Benchmarks and Divisions

The suite spans vision, language, commerce, and graph domains, with Closed and Open divisions. Closed mandates reference preprocessing, models, and targets, ensuring comparability, while Open allows flexibility in data and methods, requiring iterative improvement and benchmark dataset alignment.

Methodology and Workflow

Training adheres to reference models, weights, optimizers, and hyperparameters, with random number generation (Closed: stock, clock-seeded via mllog) and numerical formats (Closed: pre-approved, e.g., fp32, fp16) restricted. Data handling ensures reference consistency, with quality evaluated at specified frequencies, results derived from multiple runs and normalized against references. Figure 2 illustrates the simplified workflow of MLPerf Training from system definition to the convergence check stage, incorporating a failure scenario where convergence does not meet Reference Convergence Points (RCPs), requiring adjustments to hyperparameters or re-running the process.

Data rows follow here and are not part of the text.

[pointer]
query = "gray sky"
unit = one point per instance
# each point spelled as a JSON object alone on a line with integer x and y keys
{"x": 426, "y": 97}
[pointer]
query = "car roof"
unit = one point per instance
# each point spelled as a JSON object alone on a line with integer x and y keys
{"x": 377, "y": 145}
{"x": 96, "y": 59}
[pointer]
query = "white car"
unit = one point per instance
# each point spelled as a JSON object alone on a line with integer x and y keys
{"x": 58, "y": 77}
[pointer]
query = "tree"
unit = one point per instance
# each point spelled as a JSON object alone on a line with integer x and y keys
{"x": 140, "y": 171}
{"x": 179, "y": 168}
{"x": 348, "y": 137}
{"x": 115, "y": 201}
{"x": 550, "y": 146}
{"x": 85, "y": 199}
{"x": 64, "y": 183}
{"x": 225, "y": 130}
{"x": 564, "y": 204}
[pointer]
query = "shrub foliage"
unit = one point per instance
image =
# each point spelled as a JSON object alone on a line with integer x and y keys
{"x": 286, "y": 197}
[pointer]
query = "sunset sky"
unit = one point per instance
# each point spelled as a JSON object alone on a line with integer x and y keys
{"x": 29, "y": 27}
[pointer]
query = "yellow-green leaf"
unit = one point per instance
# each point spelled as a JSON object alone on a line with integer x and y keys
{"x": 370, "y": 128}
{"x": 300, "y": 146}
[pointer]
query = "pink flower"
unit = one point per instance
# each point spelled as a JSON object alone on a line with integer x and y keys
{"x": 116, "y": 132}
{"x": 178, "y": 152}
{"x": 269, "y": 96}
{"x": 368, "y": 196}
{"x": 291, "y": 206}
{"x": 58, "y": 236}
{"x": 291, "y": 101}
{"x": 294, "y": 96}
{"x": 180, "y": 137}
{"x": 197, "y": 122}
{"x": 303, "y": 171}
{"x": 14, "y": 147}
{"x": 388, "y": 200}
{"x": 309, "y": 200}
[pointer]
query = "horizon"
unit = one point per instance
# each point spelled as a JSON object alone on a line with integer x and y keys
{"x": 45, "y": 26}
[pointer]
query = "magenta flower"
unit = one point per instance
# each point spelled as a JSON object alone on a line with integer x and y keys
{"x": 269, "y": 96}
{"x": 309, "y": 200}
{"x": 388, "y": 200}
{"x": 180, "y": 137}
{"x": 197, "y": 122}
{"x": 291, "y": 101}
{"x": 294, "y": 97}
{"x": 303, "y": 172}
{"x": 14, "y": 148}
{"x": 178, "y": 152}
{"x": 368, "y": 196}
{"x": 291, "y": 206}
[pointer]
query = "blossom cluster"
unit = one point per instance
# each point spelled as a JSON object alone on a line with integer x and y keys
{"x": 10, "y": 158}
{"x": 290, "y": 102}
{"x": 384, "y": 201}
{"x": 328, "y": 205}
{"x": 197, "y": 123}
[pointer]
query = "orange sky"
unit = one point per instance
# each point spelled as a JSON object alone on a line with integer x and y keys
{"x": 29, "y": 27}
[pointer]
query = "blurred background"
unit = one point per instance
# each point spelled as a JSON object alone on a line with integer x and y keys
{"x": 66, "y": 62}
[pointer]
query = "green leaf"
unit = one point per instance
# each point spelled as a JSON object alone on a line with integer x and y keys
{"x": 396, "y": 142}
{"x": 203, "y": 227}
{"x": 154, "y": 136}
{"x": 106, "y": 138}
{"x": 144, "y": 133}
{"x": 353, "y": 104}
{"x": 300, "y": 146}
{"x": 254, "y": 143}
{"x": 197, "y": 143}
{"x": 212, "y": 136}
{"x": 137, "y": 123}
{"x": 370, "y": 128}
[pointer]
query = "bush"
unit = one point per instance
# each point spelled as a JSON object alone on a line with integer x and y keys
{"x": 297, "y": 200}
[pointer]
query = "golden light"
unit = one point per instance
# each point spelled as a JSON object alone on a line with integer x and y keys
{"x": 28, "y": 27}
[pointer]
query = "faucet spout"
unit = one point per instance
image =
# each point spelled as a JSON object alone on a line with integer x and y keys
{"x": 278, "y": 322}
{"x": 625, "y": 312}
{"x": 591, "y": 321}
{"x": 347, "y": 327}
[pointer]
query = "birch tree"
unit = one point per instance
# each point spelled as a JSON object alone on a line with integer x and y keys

Simplified MLPerf training workflow to convergence check Figure 2. Simplified MLPerf training workflow to convergence check

Rules and Guidelines

Fairness is paramount, prohibiting benchmark detection, pre-training (except metadata), and requiring replicability. Reference Convergence Points (RCPs) ensure submission convergence aligns with reference, with audits and hyperparameter borrowing allowed to optimize performance.

Use Cases and Impact

MLPerf Training supports AI model development in vision, language, and commerce, optimizing training for data centers, enhancing scalability, and driving hardware/software innovation.

MLPerf Storage v1.0

MLPerf Storage v1.0 evaluates storage system performance for ML workloads, emulating accelerator demands via sleep intervals to isolate data-ingestion pipelines, enabling scalable testing without compute clusters. It focuses on storage scalability and performance, supporting workloads like 3D U-Net, ResNet-50, and CosmoFlow.

Key Definitions

Key terms include:

  • Sample: The unit of data for training, e.g., an image or sentence (e.g., 140MB/sample for 3D U-Net).
  • Step: The first batch loaded into the emulated accelerator.
  • Accelerator Utilization (AU): Percentage of time emulated accelerators are active relative to total runtime (e.g., ≥90% for 3D U-Net).
  • Division: Rules for comparable results (Closed, Open).
  • DLIO: Core benchmarking tool emulating I/O patterns. DLIO (Deep Learning I/O) [14] is an open-source benchmarking suite from Argonne National Laboratory, originally designed for HPC systems such as the Theta supercomputer. By profiling and modeling I/O behaviors of scientific deep learning workloads, DLIO accurately reproduces realistic data-ingestion patterns at scale. This allows users to stress-test storage infrastructures under conditions typical of large, distributed ML training, without primarily measuring raw compute power..
  • Dataset Content: Data and capacity, not format (e.g., KiTS19 for 3D U-Net).
  • Dataset Format: Storage format (e.g., npz).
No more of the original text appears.